Henry Rollins: The Myth of Online Transparency
Henry Rollins is a champion of self-reliance and autodidacticism. These days, the self-educated person is an endangered species. We recognize the power of self-directed learning in historical heroes like Benjamin Franklin and Abraham Lincoln, but in 2012 America institutional education (preferably through graduate school) seems almost mandatory.
What’s the Big Idea?
But what school often fails to teach is the ability to think for yourself and outside of the social and political system it serves. This is especially problematic at a time when the explosion of blogs and information sources online has seriously muddied the journalistic waters. Readers today are subjected to a barrage of opinion, misinformation, and disinformation, and it’s up to us to sort it all out. For this we need highly sophisticated critical faculties and a healthy dose of skepticism.
Unable to afford college without taking on massive debt, Rollins had no real choice but to self-educate.

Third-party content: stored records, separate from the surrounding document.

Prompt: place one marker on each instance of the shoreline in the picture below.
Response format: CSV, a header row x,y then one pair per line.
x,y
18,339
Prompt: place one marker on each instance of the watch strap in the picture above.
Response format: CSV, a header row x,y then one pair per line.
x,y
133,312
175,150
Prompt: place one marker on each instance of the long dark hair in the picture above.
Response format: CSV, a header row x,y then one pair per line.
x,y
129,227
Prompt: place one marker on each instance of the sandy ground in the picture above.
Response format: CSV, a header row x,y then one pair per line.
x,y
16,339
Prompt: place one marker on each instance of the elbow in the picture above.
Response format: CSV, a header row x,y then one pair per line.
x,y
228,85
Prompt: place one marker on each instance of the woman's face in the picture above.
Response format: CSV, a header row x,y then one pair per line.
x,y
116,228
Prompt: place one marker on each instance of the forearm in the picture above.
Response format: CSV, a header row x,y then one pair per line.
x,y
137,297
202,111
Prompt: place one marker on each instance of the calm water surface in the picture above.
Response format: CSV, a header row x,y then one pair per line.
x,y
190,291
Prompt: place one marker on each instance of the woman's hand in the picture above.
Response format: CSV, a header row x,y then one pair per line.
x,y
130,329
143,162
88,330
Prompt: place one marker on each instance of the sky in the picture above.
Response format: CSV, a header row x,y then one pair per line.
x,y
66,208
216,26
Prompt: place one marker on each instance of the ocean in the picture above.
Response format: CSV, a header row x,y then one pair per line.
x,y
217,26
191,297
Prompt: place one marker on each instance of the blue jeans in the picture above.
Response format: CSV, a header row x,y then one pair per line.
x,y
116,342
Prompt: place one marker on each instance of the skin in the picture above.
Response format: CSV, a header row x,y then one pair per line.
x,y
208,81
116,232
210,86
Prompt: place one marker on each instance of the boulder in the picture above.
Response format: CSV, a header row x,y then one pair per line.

Since early adulthood he has set his own curriculum, reading diligently and widely, and – perhaps because he left the system early – has never viewed education as something that ends the moment you enter the working world.
Rollins – the kind of self-taught expert on truth-testing that everyone in this increasingly decentralized world needs to become – argues that the internet has opened up amazing new channels of communication, and that it has also opened the floodgates for new forms of moral cowardice and evasion of the truth.